Types of Respiratory Surfaces


  • In simple organisms, like worms, gases can diffuse directly through the skin.
  • The skin must be moist to allow gases to dissolve before diffusion.


  • Fish and many aquatic organisms use gills to extract oxygen from the water.
  • Water is taken in through the mouth and forced out over the gills.
  • Oxygen in the water diffuses into the blood vessels in the gills, while carbon dioxide diffuses out into the water.
  • The gills are ‘flapped’ to ensure a constant flow of fresh water over them.

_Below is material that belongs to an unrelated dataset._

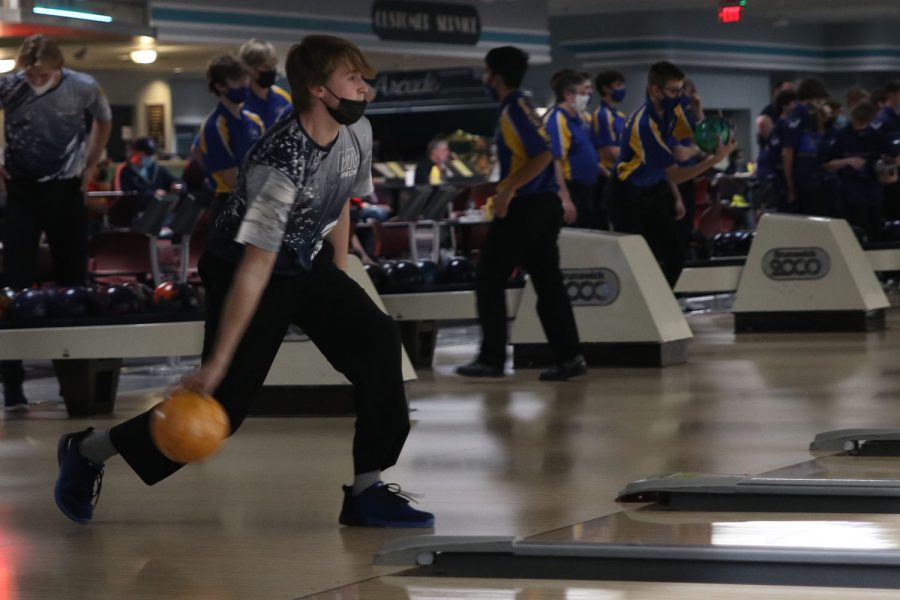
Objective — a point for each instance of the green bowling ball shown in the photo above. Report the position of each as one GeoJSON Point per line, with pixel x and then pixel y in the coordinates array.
{"type": "Point", "coordinates": [709, 131]}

  • In mammals, birds, and reptiles, lungs are the main respiratory surface.
  • Air is drawn into the lungs by diaphragm and rib muscle contractions and forced out by relaxation of these muscles.
  • Oxygen in the air diffuses across the alveoli walls into the blood vessels, while carbon dioxide diffuses out of the blood into the lungs to be exhaled.
  • The lining of the alveoli is covered with a moist mucus to allow gases to dissolve before diffusion and is highly vascular, with very close proximity to a dense network of blood capillaries, making it an efficient site for gas exchange.

Tracheal System

  • Insects have a network of air tubes called tracheae.
  • Air enters and exits through tiny pores on the insect’s body called spiracles.
  • Oxygen moves down the tracheae and diffuses directly into the cells; carbon dioxide diffuses out of the cells into the tracheae to be expelled.

Leaf Stomata

  • Green plants exchange gases with the atmosphere through the stomata (tiny pores) in their leaves.
  • The stomata can open and close to regulate the exchange of gases, taking in carbon dioxide and expelling oxygen.